(Mal 3, 1–4; 1 Kor 12,31 – 13,13 (2. Les. 4. So im Jk); Lk 2, 22–40)
Liebe Schwestern und Brüder,
in der 1. Lesung aus dem Buch Maleáchi hieß es in Vers 3: „Dann werden sie dem Herrn die richtigen Opfer darbringen.“ Irgendwie ist dieser Satz bei mir hängengeblieben, besonders auch die ganze Opferproblematik. Wir haben ja eben im Evangelium gehört, wie die Eltern Jesu als Juden das Gesetz erfüllten und ihr Opfer dargebracht haben. Dafür mussten ein paar Turteltauben oder zwei junge Tauben sterben.
Es sei mir verziehen, dass ich von dieser Art des Opferns nicht viel verstehe, auch wenn ich weiß, dass bis heute Menschen, Tiere und Geschöpfe für verschiedenste Interessen geopfert werden. Also Opfer gibt es schon noch bis heute, leider viel zu viele.
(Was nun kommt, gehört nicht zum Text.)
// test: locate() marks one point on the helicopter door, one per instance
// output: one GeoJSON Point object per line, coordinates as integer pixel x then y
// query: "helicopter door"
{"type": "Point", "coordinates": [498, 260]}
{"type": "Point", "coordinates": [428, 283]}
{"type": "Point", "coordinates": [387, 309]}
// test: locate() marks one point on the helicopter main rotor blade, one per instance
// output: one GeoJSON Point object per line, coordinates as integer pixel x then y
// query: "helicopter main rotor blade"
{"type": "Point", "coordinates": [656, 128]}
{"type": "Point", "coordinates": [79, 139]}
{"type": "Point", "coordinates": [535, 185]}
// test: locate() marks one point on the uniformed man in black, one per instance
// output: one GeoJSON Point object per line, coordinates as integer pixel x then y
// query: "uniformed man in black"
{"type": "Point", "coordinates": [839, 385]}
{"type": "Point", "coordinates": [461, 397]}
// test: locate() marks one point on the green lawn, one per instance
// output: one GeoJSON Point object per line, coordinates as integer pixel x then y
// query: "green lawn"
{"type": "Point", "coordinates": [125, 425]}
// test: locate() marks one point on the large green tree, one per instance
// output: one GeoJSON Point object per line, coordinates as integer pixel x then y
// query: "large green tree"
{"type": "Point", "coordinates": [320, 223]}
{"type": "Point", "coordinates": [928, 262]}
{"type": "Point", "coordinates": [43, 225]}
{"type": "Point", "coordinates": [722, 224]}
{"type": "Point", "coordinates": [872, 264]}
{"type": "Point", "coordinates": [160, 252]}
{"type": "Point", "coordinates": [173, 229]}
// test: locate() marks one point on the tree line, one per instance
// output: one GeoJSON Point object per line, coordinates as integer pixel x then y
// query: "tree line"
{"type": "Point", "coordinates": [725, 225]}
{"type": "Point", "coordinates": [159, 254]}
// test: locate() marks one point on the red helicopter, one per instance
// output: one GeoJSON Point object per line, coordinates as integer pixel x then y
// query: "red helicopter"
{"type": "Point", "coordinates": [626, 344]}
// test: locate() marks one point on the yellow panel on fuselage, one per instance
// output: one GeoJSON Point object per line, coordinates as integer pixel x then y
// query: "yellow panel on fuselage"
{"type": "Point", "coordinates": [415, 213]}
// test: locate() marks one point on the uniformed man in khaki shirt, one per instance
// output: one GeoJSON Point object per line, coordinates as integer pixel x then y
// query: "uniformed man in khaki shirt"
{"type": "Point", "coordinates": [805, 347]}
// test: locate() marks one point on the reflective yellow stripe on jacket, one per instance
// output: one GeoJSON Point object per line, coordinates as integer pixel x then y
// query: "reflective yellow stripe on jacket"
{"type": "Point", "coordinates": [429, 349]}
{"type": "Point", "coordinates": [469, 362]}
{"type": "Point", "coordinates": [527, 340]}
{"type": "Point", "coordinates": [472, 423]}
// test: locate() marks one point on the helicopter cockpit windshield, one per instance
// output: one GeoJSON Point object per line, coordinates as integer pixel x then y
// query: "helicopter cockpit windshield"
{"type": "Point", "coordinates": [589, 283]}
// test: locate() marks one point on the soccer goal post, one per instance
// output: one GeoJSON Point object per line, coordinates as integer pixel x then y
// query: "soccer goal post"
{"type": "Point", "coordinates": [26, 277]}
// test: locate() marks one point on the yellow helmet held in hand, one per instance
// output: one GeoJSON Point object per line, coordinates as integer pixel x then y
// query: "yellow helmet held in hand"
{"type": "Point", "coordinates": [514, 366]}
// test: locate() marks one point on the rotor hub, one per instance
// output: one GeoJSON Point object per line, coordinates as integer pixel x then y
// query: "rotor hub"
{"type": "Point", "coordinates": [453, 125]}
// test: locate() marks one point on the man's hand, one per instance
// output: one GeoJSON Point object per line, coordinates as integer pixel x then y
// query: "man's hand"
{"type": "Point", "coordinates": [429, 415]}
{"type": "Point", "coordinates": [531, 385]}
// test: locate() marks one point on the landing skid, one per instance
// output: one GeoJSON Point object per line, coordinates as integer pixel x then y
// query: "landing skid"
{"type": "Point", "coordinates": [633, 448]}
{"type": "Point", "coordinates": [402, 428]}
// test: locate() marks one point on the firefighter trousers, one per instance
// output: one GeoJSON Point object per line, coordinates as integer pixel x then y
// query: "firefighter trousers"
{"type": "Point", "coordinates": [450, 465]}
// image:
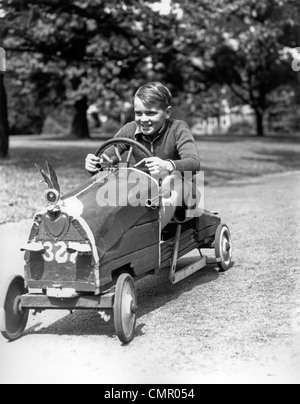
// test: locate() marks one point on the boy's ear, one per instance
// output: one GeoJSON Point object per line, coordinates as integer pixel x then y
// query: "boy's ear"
{"type": "Point", "coordinates": [169, 111]}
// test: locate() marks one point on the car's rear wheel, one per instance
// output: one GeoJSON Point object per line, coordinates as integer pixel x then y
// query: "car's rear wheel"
{"type": "Point", "coordinates": [223, 248]}
{"type": "Point", "coordinates": [14, 317]}
{"type": "Point", "coordinates": [125, 308]}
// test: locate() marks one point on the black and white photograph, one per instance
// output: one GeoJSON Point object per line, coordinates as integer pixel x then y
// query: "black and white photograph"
{"type": "Point", "coordinates": [150, 194]}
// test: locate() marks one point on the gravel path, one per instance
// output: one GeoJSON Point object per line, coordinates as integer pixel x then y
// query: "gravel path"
{"type": "Point", "coordinates": [239, 327]}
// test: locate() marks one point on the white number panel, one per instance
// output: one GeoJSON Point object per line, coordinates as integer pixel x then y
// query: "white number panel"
{"type": "Point", "coordinates": [58, 252]}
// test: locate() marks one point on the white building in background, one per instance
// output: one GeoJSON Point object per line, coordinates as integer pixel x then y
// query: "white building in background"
{"type": "Point", "coordinates": [220, 125]}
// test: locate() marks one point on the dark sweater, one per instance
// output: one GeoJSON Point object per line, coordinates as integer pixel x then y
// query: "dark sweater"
{"type": "Point", "coordinates": [175, 142]}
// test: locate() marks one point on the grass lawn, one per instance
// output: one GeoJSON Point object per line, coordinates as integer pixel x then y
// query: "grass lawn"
{"type": "Point", "coordinates": [224, 159]}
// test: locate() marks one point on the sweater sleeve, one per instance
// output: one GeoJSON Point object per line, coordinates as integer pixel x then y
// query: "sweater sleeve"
{"type": "Point", "coordinates": [187, 150]}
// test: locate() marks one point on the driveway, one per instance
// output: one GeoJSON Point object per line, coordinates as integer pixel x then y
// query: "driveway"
{"type": "Point", "coordinates": [239, 327]}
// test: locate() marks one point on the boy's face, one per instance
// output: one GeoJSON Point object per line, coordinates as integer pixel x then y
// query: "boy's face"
{"type": "Point", "coordinates": [150, 120]}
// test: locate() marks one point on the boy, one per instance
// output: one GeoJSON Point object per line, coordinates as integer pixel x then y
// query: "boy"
{"type": "Point", "coordinates": [170, 141]}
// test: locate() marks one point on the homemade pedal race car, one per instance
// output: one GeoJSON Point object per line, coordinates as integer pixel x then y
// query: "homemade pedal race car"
{"type": "Point", "coordinates": [85, 255]}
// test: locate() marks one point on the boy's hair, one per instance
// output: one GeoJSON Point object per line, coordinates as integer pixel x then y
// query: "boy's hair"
{"type": "Point", "coordinates": [154, 93]}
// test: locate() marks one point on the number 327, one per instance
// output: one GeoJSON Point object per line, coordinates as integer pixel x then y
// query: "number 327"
{"type": "Point", "coordinates": [58, 252]}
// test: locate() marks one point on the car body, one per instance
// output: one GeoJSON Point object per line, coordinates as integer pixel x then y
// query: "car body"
{"type": "Point", "coordinates": [84, 253]}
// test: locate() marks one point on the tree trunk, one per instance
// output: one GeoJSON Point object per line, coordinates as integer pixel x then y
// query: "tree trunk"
{"type": "Point", "coordinates": [4, 129]}
{"type": "Point", "coordinates": [260, 128]}
{"type": "Point", "coordinates": [80, 127]}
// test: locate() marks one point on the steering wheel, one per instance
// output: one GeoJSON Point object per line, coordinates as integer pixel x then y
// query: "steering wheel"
{"type": "Point", "coordinates": [125, 141]}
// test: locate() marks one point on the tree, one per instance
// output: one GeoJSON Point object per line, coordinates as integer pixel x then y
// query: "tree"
{"type": "Point", "coordinates": [245, 46]}
{"type": "Point", "coordinates": [97, 48]}
{"type": "Point", "coordinates": [4, 129]}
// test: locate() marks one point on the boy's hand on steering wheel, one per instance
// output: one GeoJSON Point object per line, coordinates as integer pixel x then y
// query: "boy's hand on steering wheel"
{"type": "Point", "coordinates": [157, 166]}
{"type": "Point", "coordinates": [91, 163]}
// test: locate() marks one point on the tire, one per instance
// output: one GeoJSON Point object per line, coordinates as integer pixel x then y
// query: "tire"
{"type": "Point", "coordinates": [125, 308]}
{"type": "Point", "coordinates": [223, 248]}
{"type": "Point", "coordinates": [15, 318]}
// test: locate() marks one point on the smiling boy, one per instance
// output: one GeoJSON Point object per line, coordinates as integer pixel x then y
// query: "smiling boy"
{"type": "Point", "coordinates": [170, 141]}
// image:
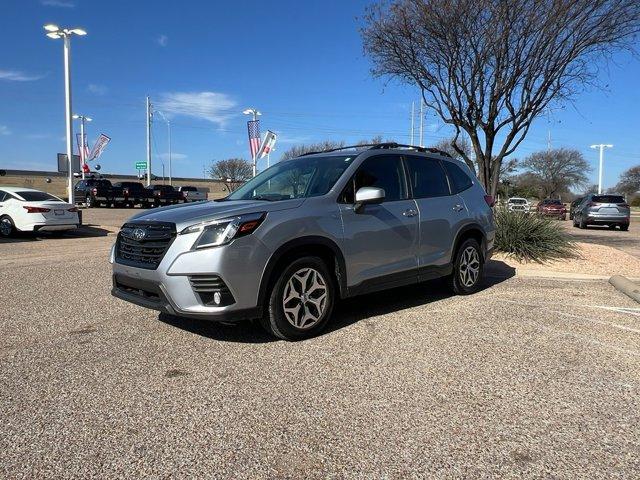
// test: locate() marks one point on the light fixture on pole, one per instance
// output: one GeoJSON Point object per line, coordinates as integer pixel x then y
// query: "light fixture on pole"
{"type": "Point", "coordinates": [83, 119]}
{"type": "Point", "coordinates": [255, 113]}
{"type": "Point", "coordinates": [53, 31]}
{"type": "Point", "coordinates": [601, 146]}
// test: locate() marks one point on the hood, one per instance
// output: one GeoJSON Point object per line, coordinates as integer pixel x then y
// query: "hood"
{"type": "Point", "coordinates": [188, 214]}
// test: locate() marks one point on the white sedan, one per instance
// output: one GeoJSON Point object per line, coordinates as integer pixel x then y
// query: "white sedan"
{"type": "Point", "coordinates": [28, 210]}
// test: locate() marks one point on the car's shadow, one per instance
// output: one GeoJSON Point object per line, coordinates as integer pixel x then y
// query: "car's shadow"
{"type": "Point", "coordinates": [346, 312]}
{"type": "Point", "coordinates": [85, 231]}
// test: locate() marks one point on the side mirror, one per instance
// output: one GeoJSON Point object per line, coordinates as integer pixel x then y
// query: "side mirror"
{"type": "Point", "coordinates": [368, 196]}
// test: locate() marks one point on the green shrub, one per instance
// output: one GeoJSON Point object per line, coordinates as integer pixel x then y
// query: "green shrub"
{"type": "Point", "coordinates": [531, 237]}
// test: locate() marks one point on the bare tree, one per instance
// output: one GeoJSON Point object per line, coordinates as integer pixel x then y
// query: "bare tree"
{"type": "Point", "coordinates": [301, 149]}
{"type": "Point", "coordinates": [629, 183]}
{"type": "Point", "coordinates": [233, 172]}
{"type": "Point", "coordinates": [556, 171]}
{"type": "Point", "coordinates": [489, 68]}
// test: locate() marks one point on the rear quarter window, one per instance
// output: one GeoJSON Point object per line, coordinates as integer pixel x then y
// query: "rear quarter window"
{"type": "Point", "coordinates": [460, 180]}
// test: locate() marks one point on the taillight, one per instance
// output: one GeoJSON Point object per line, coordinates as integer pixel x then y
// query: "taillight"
{"type": "Point", "coordinates": [36, 209]}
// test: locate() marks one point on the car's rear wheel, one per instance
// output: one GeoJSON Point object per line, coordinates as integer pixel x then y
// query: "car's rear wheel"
{"type": "Point", "coordinates": [467, 268]}
{"type": "Point", "coordinates": [7, 228]}
{"type": "Point", "coordinates": [301, 300]}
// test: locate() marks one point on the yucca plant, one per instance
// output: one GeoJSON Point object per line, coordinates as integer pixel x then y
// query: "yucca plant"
{"type": "Point", "coordinates": [531, 238]}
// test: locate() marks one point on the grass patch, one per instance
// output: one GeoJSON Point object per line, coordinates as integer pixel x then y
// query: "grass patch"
{"type": "Point", "coordinates": [530, 238]}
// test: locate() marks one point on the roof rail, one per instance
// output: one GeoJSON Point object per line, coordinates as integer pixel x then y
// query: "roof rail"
{"type": "Point", "coordinates": [381, 146]}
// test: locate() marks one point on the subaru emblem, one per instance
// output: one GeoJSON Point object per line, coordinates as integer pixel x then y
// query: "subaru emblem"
{"type": "Point", "coordinates": [139, 234]}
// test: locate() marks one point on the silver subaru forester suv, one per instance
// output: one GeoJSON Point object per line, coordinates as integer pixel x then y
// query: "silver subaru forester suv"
{"type": "Point", "coordinates": [285, 246]}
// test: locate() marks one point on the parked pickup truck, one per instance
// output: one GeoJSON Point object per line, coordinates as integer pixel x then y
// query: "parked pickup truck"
{"type": "Point", "coordinates": [94, 192]}
{"type": "Point", "coordinates": [135, 194]}
{"type": "Point", "coordinates": [165, 195]}
{"type": "Point", "coordinates": [192, 194]}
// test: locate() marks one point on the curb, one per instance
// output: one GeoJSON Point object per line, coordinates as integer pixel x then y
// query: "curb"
{"type": "Point", "coordinates": [626, 286]}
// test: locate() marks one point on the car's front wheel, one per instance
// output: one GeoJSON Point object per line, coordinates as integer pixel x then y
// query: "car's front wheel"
{"type": "Point", "coordinates": [301, 300]}
{"type": "Point", "coordinates": [7, 228]}
{"type": "Point", "coordinates": [467, 268]}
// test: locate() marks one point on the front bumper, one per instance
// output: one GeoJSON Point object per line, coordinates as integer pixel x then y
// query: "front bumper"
{"type": "Point", "coordinates": [168, 288]}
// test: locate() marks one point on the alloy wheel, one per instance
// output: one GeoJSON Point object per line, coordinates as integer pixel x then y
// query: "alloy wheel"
{"type": "Point", "coordinates": [469, 269]}
{"type": "Point", "coordinates": [305, 298]}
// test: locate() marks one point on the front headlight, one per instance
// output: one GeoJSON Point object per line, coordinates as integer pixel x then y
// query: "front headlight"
{"type": "Point", "coordinates": [220, 232]}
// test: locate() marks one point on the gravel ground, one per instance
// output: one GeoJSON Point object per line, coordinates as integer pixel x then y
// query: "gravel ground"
{"type": "Point", "coordinates": [528, 378]}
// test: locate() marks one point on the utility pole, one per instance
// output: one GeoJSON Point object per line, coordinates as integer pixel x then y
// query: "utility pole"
{"type": "Point", "coordinates": [601, 146]}
{"type": "Point", "coordinates": [421, 122]}
{"type": "Point", "coordinates": [148, 141]}
{"type": "Point", "coordinates": [413, 116]}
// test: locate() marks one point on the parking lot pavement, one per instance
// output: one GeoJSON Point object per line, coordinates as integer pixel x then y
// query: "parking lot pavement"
{"type": "Point", "coordinates": [626, 241]}
{"type": "Point", "coordinates": [529, 378]}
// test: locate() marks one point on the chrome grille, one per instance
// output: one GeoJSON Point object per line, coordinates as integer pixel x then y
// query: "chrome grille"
{"type": "Point", "coordinates": [143, 245]}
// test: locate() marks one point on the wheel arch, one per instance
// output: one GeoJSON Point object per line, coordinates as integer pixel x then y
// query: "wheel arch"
{"type": "Point", "coordinates": [318, 246]}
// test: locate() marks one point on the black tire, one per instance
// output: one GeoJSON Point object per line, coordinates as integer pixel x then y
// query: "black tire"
{"type": "Point", "coordinates": [278, 323]}
{"type": "Point", "coordinates": [461, 268]}
{"type": "Point", "coordinates": [7, 227]}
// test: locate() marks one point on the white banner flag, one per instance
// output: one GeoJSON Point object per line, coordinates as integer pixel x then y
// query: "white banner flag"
{"type": "Point", "coordinates": [268, 144]}
{"type": "Point", "coordinates": [100, 145]}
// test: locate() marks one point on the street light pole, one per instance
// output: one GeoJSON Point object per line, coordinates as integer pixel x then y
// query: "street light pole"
{"type": "Point", "coordinates": [53, 31]}
{"type": "Point", "coordinates": [255, 113]}
{"type": "Point", "coordinates": [83, 119]}
{"type": "Point", "coordinates": [601, 146]}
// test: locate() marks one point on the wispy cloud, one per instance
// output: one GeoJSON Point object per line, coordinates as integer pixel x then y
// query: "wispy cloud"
{"type": "Point", "coordinates": [58, 3]}
{"type": "Point", "coordinates": [174, 156]}
{"type": "Point", "coordinates": [97, 89]}
{"type": "Point", "coordinates": [211, 106]}
{"type": "Point", "coordinates": [162, 40]}
{"type": "Point", "coordinates": [18, 76]}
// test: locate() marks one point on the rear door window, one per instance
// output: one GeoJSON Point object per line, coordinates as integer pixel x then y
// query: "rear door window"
{"type": "Point", "coordinates": [427, 177]}
{"type": "Point", "coordinates": [460, 180]}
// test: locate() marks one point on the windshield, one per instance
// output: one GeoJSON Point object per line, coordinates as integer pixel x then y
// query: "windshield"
{"type": "Point", "coordinates": [37, 196]}
{"type": "Point", "coordinates": [298, 178]}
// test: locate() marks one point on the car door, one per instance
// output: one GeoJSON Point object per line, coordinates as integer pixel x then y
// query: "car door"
{"type": "Point", "coordinates": [380, 241]}
{"type": "Point", "coordinates": [440, 212]}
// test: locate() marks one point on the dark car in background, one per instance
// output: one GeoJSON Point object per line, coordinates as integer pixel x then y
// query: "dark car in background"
{"type": "Point", "coordinates": [573, 205]}
{"type": "Point", "coordinates": [552, 208]}
{"type": "Point", "coordinates": [135, 193]}
{"type": "Point", "coordinates": [165, 195]}
{"type": "Point", "coordinates": [610, 210]}
{"type": "Point", "coordinates": [94, 192]}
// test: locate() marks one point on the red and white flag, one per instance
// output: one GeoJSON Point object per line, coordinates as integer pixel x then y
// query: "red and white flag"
{"type": "Point", "coordinates": [268, 144]}
{"type": "Point", "coordinates": [254, 137]}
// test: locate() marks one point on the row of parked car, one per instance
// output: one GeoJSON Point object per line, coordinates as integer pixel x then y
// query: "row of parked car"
{"type": "Point", "coordinates": [95, 192]}
{"type": "Point", "coordinates": [610, 210]}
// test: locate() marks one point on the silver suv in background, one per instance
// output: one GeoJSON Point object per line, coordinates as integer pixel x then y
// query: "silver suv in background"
{"type": "Point", "coordinates": [309, 231]}
{"type": "Point", "coordinates": [611, 210]}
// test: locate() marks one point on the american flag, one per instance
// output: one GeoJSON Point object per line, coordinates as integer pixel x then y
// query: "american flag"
{"type": "Point", "coordinates": [254, 137]}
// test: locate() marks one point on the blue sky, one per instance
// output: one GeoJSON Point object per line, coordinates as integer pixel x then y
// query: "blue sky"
{"type": "Point", "coordinates": [202, 63]}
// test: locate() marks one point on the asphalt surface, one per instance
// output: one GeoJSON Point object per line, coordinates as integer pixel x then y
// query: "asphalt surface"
{"type": "Point", "coordinates": [528, 378]}
{"type": "Point", "coordinates": [626, 241]}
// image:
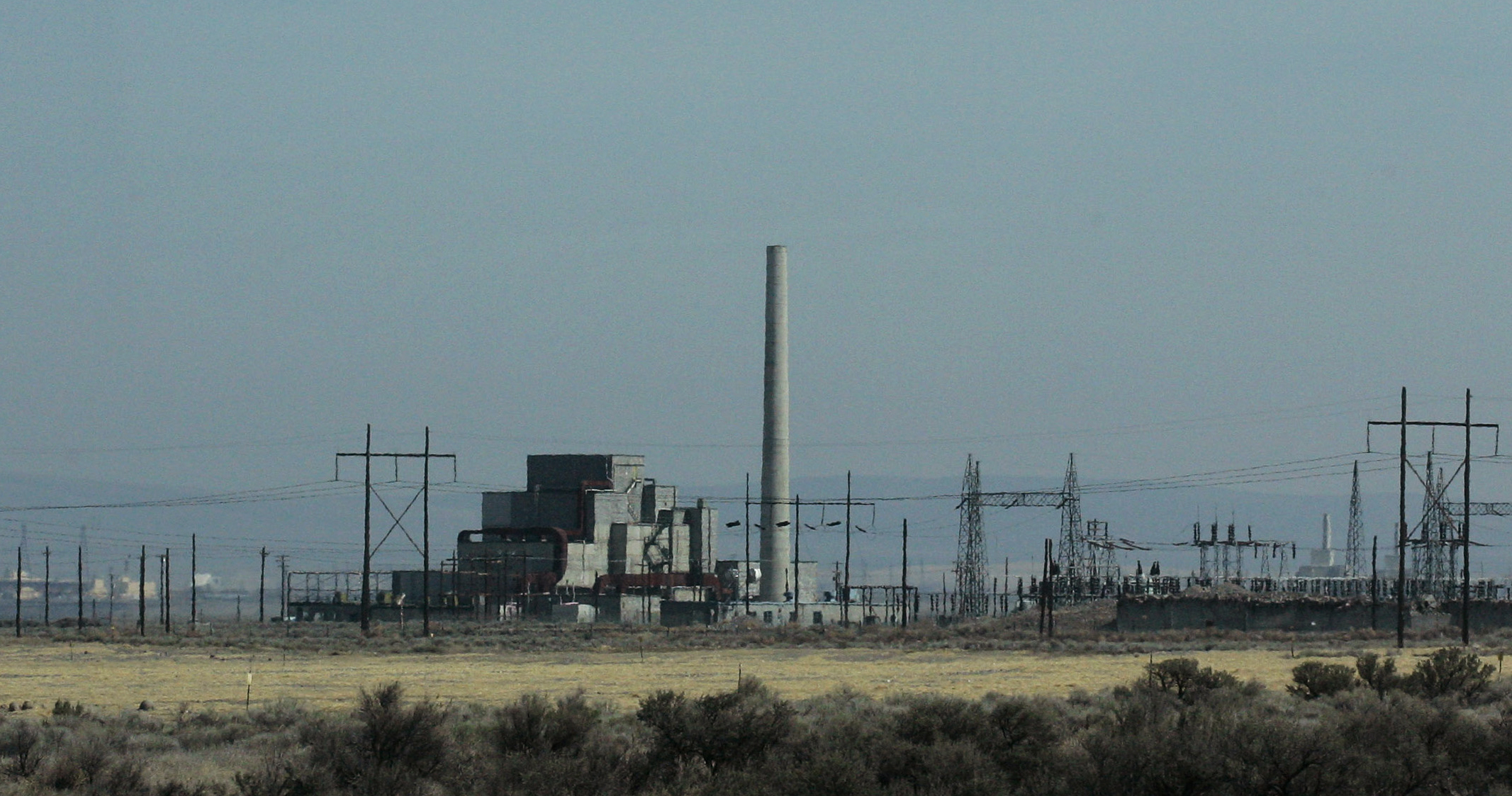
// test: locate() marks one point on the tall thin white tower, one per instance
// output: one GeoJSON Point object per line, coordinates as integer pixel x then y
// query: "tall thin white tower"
{"type": "Point", "coordinates": [776, 513]}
Aber um diese Art des Opferns geht es heute nicht. Seit Urzeiten werden in Religionen Göttern Opfer gebracht, weil man sehr menschlich dachte, Opfer könnten den Göttern gefallen, sie besänftigen und Sühne für die Sünden erwirken. Vermutlich hat sich niemand gefragt, ob die Götter das wirklich brauchen. Auch in der Bibel wird nicht hinterfragt, was hinter dem ganzen Opfergedanken für ein Gottesbild steckt. Aber in den Prophetenbüchern findet man schon Opferkritik, weil Opfer dazu geeignet waren, sich vom Gebot der Liebe zu befreien und aus Gott einen Handelspartner zu machen. Die Opferpraxis war und ist oft die Verletzung des Gebotes, sich kein Bild von Gott zu machen. Denn das Bild von Gott, das Opfer nötig hat, macht aus Gott einen verletzten Patriarchen, dem man Genugtuung zu leisten hat.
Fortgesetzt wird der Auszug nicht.